What Is A Noxious Weed?

A weed is designated noxious when it is considered by a governmental agency to be injurious to public health, agriculture, recreation, wildlife, or property.  Some general characteristics of noxious weed are their ability to spread rapidly, reproduce in high numbers, and crowd out native plants.  Noxious weeds also tend to be very difficult to control.  The estimated annual loss of productivity caused by noxious weeds in sixty-four crops grown in the U.S. is $7.4 billion.

Noxious weeds can be annuals, completing their life cycle in one growing season, or perennials, having a life cycle spanning more than one growing season.  Most noxious weeds were originally from other countries.  Many arrived in shipments of desirable seeds, in the ballast of sailing ships, or were introduced intentionally as garden plants.  Noxious weeds thrive in disturbed areas like roadsides, building sites, maintenance areas, irrigation ditches, dirt parking areas, trails, and campgrounds.  Once noxious weeds gain a foothold, they can increase water and wind erosion, alter nutrient cycling, destroy wildlife habitat, reduce the usefulness of recreation areas, and decrease agricultural productivity.

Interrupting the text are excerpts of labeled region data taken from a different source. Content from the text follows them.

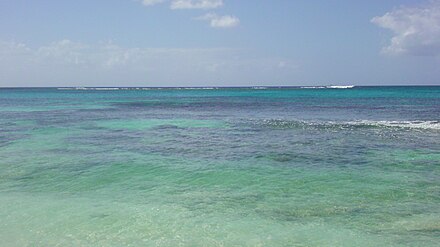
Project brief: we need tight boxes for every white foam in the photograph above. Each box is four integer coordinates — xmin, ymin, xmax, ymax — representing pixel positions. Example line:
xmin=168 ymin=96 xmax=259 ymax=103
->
xmin=348 ymin=120 xmax=440 ymax=130
xmin=326 ymin=85 xmax=354 ymax=89
xmin=301 ymin=86 xmax=326 ymax=89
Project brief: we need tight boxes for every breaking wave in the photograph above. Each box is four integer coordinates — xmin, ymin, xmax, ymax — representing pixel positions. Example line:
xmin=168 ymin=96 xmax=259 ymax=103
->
xmin=257 ymin=119 xmax=440 ymax=130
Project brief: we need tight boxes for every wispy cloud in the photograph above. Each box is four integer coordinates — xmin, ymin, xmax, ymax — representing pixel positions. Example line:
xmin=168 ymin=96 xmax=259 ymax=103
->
xmin=170 ymin=0 xmax=223 ymax=9
xmin=142 ymin=0 xmax=166 ymax=6
xmin=371 ymin=0 xmax=440 ymax=56
xmin=195 ymin=13 xmax=240 ymax=28
xmin=0 ymin=39 xmax=297 ymax=86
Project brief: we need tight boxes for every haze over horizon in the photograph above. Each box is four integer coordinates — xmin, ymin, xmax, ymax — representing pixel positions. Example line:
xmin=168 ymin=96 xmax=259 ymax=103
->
xmin=0 ymin=0 xmax=440 ymax=87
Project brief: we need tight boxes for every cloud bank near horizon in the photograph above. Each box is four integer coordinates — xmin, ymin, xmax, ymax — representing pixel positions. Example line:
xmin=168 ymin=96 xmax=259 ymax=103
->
xmin=0 ymin=39 xmax=297 ymax=87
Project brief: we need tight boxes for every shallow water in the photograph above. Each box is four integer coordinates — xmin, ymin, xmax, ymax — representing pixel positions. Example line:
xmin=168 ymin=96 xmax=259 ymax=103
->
xmin=0 ymin=87 xmax=440 ymax=246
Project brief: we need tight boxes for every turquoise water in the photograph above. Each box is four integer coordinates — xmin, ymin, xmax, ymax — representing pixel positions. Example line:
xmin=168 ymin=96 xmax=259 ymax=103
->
xmin=0 ymin=87 xmax=440 ymax=246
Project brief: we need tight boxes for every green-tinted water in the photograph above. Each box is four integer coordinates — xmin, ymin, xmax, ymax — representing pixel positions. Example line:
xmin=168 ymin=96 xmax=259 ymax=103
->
xmin=0 ymin=87 xmax=440 ymax=246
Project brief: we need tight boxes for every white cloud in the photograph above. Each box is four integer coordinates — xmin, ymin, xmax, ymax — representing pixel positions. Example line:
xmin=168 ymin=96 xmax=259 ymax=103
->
xmin=170 ymin=0 xmax=223 ymax=9
xmin=142 ymin=0 xmax=166 ymax=6
xmin=195 ymin=13 xmax=240 ymax=28
xmin=0 ymin=39 xmax=297 ymax=86
xmin=371 ymin=0 xmax=440 ymax=56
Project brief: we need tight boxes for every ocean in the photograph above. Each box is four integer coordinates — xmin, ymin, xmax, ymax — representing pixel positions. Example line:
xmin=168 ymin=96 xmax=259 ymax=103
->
xmin=0 ymin=86 xmax=440 ymax=247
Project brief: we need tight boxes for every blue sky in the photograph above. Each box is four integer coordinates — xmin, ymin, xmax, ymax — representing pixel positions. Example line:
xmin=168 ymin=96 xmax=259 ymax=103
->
xmin=0 ymin=0 xmax=440 ymax=86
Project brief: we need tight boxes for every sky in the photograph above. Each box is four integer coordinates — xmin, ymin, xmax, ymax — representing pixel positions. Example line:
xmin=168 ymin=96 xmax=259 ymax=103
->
xmin=0 ymin=0 xmax=440 ymax=87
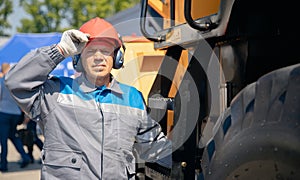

Why Should I Care About Noxious Weeds?

Noxious weeds can have a direct impact on land value.  Land infested with noxious weeds often have restricted uses.  For example, pasture infested with yellow starthistle can not be used for horses.  If you own land infested by noxious weeds, you are responsible for controlling the weeds on your property.  The larger the infestation, the higher the cost to you for yearly treatments and the longer it will take to eradicate the infestation.  Also, the estimated annual loss of productivity caused by noxious weeds in sixty-four crops grown in the U.S. is $7.4 billion.  This loss in productivity affects the cost of food you purchase in the grocery store.  This cost is often passed on to you, the taxpayer.  Noxious weeds are also responsible for depredating California's wildlands.  Lands infested with noxious weeds have higher erosion potentials, lower habitat values for native animal species, crowd out native plant species, and impact recreational opportunities by infesting campsites.

What Are Some Of The Challenges To Managing California's Noxious Weeds?

There are many challenges to managing noxious weeds.  Noxious weeds are by definition difficult to control.  They are often resistant to mechanical and cultural practices and existing herbicides.  But there are several other barriers to effective weed control.  There is often a lack of public awareness of the extent and seriousness of the weed problem that leads to limited public and legislative support and involvement in combating weeds.  This limited support leads to a lack of effective partnerships for pooling of resources and insufficient human and fiscal resources. With insufficient resources, weed control efforts are often spotty and lack planning and monitoring for effectiveness.

What Is Integrated Weed Management And How Is It Related To Integrated Pest Management?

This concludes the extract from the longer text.